March 29: The FDA approved Alexion, AstraZeneca Rare Disease’s, Voydeya (danicopan) as an add-on therapy to ravulizumab (currently available as the company’s Ultomiris) or eculizumab (currently available as the company’s Soliris) for the treatment of extravascular hemolysis in adults with paroxysmal nocturnal hemoglobinuria. The agent is a first-in-class factor D inhibitor, and it has breakthrough therapy designation. Initial dosing for the tablet is 150 mg three times a day, which can be increased to 200 mg three times a day. Drugs.com lists the price of 180 50 mg-100 mg tablets as more than $4,359.
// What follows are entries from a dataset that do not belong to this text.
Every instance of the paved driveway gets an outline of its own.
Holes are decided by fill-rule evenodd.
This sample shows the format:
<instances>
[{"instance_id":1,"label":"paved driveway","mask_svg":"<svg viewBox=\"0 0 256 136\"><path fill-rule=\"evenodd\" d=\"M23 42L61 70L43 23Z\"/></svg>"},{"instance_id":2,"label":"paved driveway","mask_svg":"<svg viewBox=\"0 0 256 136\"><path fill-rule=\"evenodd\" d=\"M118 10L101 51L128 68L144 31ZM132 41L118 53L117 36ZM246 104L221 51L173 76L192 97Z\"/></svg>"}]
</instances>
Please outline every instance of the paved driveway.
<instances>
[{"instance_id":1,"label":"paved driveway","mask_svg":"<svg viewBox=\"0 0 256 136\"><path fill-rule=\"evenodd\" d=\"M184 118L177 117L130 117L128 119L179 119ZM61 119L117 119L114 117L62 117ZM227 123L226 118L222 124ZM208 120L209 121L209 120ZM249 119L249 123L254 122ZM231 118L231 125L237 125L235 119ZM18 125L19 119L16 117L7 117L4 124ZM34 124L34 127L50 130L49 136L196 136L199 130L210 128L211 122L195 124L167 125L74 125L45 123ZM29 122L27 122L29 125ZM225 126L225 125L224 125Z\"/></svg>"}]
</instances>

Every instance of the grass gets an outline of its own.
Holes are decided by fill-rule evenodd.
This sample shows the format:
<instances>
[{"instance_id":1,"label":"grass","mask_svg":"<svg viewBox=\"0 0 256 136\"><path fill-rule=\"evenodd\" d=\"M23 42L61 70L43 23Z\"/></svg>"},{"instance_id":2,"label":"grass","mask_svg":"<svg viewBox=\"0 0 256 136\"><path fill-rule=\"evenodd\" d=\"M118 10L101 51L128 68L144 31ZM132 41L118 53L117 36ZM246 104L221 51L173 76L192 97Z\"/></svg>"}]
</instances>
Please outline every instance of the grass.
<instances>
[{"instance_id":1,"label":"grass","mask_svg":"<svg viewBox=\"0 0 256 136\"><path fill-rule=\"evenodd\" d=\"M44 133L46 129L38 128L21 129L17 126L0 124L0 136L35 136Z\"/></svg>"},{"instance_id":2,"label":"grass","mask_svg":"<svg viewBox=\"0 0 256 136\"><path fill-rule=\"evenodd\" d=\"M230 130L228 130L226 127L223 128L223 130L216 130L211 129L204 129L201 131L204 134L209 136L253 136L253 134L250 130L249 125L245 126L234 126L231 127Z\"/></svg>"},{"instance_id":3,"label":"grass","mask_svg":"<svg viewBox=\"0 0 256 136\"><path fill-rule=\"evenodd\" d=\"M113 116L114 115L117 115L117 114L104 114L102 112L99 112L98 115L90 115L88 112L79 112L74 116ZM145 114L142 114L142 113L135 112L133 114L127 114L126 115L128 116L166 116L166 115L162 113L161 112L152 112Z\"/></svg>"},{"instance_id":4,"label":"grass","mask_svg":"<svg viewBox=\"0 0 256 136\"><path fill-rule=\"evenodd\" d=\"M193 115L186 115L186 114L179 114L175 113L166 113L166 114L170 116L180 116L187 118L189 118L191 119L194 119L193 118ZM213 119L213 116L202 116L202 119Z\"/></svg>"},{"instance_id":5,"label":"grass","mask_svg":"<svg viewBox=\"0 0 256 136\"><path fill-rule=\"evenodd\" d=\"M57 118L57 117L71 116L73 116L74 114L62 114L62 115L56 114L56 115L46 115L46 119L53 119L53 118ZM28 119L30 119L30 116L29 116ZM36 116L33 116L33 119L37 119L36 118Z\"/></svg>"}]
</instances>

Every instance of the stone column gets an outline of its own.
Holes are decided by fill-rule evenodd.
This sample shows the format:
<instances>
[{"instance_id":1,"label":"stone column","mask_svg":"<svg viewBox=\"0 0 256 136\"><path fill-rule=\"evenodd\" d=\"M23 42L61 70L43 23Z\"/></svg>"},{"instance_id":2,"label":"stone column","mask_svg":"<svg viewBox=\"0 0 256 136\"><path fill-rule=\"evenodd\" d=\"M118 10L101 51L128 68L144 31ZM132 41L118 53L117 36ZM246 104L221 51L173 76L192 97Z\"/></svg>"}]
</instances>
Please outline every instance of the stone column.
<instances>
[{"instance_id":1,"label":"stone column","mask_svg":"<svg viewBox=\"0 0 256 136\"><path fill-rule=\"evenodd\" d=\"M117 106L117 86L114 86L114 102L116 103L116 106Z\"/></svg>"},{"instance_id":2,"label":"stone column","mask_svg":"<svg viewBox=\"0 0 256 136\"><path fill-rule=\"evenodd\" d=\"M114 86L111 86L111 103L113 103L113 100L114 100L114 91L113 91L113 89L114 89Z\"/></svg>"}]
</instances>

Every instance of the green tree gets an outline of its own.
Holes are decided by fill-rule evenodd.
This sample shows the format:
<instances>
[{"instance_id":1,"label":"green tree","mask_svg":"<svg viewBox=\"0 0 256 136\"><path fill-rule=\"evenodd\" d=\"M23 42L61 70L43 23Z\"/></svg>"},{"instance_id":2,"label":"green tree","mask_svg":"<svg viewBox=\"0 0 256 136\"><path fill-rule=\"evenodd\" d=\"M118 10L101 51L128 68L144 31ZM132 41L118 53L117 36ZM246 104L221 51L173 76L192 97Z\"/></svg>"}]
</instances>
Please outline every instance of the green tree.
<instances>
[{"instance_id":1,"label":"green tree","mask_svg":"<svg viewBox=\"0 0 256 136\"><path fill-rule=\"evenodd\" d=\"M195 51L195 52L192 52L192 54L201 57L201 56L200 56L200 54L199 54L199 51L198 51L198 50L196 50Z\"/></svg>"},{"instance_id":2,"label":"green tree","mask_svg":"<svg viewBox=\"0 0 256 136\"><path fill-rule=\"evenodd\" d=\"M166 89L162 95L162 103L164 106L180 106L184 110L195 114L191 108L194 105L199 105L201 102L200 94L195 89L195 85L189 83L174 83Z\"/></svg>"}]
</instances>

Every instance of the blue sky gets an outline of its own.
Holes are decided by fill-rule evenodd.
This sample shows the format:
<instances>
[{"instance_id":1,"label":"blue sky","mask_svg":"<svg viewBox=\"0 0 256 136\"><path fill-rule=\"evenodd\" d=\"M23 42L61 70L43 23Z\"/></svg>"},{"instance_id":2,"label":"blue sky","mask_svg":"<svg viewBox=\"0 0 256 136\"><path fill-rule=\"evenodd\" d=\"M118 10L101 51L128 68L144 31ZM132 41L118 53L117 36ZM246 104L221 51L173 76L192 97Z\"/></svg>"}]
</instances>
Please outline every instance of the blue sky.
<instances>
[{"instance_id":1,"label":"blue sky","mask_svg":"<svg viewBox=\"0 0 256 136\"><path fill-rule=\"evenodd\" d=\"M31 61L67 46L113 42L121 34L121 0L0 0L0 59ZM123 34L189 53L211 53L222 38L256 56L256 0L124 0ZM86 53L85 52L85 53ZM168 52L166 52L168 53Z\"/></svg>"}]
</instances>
April 5: The FDA expanded the patient population of AstraZeneca’s Fasenra (benralizumab) to include the add-on maintenance treatment of people aged 6 to 11 with severe asthma with an eosinophilic phenotype. The agency first approved the interleukin-5 receptor alpha-directed cytolytic monoclonal antibody on Nov. 14, 2017. Dosing for the newest indication for pediatric patients weighing less than 35 kg is 10 mg via subcutaneous injection every four weeks for the first three doses and then once every eight weeks; for those at least 35 kg, dosing is 30 mg every four weeks, followed by once every eight weeks. The list price for one 30 mg/mL solution is $5,511.41.